The Broken Windows Campaign was seen by candidates as a program shattered by misuse. They said it had allowed police officers to profile and conduct unwarranted stops. They said policing efforts had to move toward a more data driven model that provides greater community involvement in the decision making.
Mejia, however, warned that the city should not stop with data analysis but look at the roots of racial profiling and investigate what the numbers actually mean.
“Not only do we need to collect it, we need to look at the root cause of why it is happening to make sure that black and brown people are treated with the same respect and dignity as everyone else in our community,” Mejia said.
In dealing with the firing of police officers, Chris Romer said that one of his proudest votes as a state senator was the one that allowed for bad teachers to be fired. He said he would eliminate poorly performing police officers.
Hancock followed up on the sentiments saying that bad officers affected communities like teachers affect classrooms.
“There must be a value of excellence and accountability, integrity and transparency in both situations,” Hancock said. Hancock went on to say that the system is already in place to fire bad officers but that there exists a lack of will to do so.
Though agreeing with the need to fire bad police officers, Mejia said poorly performing teachers should be removed in some cases, but that in other cases their performance is related not to their own efforts but to the tools they are provided.
Mejia also touched on the concerns of many in the audience that a policing program in schools meant to help students avoid the judicial system is doing just the opposite. “We have to make sure that we go back to the original intent. The intent is not to create a rap sheet by the time you graduate high school. The intent is to correct behaviors and make sure there is a positive rapport and partnership with that police department.”
Asked what they would do to support those who have been in prison and are now making an effort to become members of the community, candidates pointed to the need to increase programs focusing on keeping people out of prison in the first place, but said programs designed to aid reintroduction should also be improved.
Linkhart said that in many cases what really needs to be focused on is the mental health of those individuals entering and exiting the judicial system. He said programs focused on tackling those issues were key in helping to reduce overall recidivism.
City planning, according to Hancock, Boigon and Mejia, also would play a crucial role in their administrations. They said clean streets and better environments aid in decreasing the number of individuals entering into the penal system in the first place.
Boigon went on to say that she was currently working in the community to bring formerly incarcerated women to jobs and said she would work in the same vein as mayor to ensure those with a record are given training and employers are engaged.

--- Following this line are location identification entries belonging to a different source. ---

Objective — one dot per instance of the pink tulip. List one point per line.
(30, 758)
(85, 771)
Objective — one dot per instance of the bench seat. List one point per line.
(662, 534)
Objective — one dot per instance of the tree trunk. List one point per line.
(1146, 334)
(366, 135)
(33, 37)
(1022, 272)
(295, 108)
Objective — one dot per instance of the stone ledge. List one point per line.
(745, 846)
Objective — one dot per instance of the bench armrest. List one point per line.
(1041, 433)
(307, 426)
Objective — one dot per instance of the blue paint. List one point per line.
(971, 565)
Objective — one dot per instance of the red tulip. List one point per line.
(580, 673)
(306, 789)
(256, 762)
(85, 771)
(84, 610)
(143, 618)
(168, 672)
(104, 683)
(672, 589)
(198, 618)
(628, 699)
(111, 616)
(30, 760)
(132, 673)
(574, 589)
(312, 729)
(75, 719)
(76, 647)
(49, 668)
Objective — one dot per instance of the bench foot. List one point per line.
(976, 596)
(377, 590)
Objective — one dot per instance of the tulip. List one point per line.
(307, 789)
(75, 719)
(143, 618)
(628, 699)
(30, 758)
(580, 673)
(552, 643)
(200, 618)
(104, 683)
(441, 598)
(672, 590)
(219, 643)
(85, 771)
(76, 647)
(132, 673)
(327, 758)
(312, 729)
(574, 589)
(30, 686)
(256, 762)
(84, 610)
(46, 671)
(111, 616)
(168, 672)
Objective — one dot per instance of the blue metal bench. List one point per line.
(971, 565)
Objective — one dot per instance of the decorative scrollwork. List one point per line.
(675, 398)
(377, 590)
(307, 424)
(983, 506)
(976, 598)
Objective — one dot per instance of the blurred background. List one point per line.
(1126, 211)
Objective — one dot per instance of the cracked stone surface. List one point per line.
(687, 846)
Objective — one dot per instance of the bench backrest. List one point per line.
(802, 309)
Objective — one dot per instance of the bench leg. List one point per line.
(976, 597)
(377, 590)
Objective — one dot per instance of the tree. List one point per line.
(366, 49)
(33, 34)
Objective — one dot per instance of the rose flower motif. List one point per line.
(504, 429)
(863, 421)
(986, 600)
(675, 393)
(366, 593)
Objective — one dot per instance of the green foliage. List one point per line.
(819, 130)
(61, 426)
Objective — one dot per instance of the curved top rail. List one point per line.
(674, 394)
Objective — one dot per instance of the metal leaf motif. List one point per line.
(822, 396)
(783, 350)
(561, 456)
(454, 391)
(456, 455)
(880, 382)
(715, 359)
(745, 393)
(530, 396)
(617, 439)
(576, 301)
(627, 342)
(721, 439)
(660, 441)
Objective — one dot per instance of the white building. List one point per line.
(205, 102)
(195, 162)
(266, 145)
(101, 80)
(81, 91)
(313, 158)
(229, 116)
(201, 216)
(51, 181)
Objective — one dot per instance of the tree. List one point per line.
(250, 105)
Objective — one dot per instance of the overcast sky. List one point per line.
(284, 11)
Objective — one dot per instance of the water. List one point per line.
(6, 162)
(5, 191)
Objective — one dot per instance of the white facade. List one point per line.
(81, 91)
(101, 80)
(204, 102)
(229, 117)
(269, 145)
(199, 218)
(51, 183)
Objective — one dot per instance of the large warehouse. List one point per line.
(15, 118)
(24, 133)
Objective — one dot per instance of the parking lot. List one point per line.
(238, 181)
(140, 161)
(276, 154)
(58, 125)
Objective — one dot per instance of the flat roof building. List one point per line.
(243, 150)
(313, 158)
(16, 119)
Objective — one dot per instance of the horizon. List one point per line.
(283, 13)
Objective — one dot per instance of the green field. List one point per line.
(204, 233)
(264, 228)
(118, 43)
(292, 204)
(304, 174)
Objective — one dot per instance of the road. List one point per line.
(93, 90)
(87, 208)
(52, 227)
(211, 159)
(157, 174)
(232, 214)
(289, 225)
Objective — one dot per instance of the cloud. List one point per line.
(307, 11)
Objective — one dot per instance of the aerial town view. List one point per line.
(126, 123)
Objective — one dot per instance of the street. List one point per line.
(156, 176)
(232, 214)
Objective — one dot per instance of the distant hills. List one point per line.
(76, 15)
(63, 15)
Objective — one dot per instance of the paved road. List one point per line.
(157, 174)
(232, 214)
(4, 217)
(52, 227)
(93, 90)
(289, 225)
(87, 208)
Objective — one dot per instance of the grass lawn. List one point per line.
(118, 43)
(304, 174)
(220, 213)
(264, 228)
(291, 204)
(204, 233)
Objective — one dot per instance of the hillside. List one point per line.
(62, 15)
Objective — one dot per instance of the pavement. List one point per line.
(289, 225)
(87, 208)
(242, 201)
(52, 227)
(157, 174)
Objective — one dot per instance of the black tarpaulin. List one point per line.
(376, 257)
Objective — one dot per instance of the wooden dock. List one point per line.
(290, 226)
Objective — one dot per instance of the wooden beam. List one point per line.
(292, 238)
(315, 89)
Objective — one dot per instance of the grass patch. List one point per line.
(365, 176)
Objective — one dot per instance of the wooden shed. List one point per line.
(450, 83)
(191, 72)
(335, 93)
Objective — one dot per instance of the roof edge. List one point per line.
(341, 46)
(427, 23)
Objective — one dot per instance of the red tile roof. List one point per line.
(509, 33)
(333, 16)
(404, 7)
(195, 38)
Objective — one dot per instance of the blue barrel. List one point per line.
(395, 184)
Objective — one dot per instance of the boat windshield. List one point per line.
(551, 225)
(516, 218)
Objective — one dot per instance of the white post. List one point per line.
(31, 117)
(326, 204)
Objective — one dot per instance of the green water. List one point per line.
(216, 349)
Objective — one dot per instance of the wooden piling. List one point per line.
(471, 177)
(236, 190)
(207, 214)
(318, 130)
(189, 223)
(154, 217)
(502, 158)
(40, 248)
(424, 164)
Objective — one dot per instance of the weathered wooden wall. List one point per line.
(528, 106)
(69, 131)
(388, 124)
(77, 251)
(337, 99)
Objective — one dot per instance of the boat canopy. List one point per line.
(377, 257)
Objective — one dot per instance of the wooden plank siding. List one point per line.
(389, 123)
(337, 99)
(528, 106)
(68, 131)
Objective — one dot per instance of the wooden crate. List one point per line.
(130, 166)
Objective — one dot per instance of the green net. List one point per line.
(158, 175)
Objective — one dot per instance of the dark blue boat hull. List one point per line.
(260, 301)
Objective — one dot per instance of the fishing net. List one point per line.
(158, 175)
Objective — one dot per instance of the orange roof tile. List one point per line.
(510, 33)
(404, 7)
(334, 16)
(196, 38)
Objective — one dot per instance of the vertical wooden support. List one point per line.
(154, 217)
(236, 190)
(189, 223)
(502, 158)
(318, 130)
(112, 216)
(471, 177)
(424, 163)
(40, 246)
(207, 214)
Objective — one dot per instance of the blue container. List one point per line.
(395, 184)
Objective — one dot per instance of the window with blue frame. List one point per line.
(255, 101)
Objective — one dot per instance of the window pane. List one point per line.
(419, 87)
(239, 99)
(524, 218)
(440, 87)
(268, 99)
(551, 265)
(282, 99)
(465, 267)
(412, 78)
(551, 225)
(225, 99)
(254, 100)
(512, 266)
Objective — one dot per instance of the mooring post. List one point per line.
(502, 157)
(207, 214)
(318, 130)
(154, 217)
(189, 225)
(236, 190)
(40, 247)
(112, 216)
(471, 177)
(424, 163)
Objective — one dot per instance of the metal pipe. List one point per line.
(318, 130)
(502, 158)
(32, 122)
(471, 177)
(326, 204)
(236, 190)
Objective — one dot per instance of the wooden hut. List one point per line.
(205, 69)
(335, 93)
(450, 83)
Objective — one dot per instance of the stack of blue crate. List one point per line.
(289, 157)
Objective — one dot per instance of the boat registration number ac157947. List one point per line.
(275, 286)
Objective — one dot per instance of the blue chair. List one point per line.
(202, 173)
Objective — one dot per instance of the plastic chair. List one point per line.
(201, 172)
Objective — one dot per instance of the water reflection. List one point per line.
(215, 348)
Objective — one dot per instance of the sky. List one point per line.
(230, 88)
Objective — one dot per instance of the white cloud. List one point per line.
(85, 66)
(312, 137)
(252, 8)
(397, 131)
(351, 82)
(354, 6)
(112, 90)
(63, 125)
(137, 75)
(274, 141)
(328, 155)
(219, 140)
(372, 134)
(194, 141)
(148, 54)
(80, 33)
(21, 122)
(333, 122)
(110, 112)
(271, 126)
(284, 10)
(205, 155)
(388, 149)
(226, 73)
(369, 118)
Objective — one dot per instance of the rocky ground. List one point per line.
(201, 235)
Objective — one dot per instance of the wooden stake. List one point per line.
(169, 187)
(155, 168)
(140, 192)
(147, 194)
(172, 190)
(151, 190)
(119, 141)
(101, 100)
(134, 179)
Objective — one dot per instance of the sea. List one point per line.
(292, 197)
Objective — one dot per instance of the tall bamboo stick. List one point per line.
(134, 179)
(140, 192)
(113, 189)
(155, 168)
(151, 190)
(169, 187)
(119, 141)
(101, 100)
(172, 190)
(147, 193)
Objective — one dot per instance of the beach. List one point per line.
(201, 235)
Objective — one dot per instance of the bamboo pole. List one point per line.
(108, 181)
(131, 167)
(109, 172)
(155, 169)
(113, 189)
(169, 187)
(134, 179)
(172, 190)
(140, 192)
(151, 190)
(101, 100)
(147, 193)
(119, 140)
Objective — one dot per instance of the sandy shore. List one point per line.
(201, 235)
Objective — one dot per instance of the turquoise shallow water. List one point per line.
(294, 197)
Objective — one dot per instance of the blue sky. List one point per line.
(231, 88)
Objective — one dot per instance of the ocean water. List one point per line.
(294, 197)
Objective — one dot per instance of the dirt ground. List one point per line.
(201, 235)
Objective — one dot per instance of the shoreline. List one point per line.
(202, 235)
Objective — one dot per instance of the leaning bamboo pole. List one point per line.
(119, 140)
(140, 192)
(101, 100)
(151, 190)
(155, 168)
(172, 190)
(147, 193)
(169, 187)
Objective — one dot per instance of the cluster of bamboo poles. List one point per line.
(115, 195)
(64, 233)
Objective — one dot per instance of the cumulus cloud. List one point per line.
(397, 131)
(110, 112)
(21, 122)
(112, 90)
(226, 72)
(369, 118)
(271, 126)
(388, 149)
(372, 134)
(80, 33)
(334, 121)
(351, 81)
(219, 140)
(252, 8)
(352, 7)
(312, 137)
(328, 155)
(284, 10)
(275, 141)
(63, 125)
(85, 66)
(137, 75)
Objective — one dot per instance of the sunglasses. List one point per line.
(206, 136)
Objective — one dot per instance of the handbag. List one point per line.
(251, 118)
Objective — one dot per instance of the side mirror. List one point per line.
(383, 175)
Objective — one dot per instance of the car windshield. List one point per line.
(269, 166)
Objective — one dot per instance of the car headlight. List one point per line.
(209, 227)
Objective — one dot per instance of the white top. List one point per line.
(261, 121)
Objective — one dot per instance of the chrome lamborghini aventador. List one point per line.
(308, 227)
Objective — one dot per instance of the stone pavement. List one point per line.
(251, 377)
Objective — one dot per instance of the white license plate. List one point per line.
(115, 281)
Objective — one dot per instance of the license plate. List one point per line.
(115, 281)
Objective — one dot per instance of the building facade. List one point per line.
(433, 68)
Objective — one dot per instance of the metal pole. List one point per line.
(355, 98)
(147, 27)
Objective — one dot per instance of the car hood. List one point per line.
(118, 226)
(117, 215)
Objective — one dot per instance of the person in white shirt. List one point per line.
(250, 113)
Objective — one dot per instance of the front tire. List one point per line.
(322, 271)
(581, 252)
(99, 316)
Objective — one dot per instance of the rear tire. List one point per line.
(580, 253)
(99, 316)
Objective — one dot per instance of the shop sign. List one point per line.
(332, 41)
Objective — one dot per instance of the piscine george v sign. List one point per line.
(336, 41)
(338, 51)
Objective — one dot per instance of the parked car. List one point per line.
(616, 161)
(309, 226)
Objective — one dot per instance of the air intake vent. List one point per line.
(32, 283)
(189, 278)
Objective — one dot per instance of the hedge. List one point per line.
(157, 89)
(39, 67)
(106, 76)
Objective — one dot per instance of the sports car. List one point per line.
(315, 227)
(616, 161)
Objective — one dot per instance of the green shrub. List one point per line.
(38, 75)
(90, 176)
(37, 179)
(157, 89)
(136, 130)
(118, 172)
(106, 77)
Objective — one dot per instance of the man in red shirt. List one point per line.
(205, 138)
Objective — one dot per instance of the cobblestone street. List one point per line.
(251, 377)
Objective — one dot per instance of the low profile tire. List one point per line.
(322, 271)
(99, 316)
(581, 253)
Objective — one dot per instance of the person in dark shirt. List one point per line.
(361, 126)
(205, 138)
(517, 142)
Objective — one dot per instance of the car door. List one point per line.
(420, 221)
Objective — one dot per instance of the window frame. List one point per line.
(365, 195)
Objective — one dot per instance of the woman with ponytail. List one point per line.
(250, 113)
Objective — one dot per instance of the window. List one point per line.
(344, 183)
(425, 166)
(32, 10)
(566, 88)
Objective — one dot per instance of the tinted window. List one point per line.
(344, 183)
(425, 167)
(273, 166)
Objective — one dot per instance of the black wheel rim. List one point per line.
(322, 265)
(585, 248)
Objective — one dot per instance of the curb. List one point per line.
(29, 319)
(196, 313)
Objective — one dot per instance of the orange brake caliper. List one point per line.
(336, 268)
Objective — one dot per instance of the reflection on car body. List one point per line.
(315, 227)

In spite of all the agreement, a lightning round provided the audience with more than rhetorical differences in policy.
Asked if local law enforcement should enforce federal immigration law, Linkhart provided an immediate “no” to the question, with Thomas Wolf answering “yes” almost as quickly. Other candidates answered more slowly but most sided with Linkhart.
Only former Colorado State Sen. Chris Romer, after some encouragement from the crowd, joined Wolf in a halfhearted raise of his yes panel.
Romer later clarified his position, telling The Colorado Independent that local law enforcement should only be used when dealing with felons.
The panelists were also asked if they would opt out of the federal Secure Communities Program, which is designed to remove criminal illegal aliens from the country but also targets many without criminal records. Only Hancock and Wolf said “no.”
“Like it or not, Secure Communities will be federally mandated throughout the country by 2013,” Hancock told the Colorado Independent when asked about his answer. “Beginning to implement these strategies now will allow us to ensure that the program reflects Denver’s values of diversity and fairness. We will require that our officers are properly educated and trained to apply these tools impartially and establish clear protocols for domestic violence victims to rely on law enforcement without fear of retribution. This is essential to providing transparency, allowing us to target violent criminals, and not contribute to racial and ethnic profiling.”
In the end, each candidate was adamant that the reforms they institute to bandage Denver’s wounded reputation for police violence would bring greater trust and safety to the people they serve.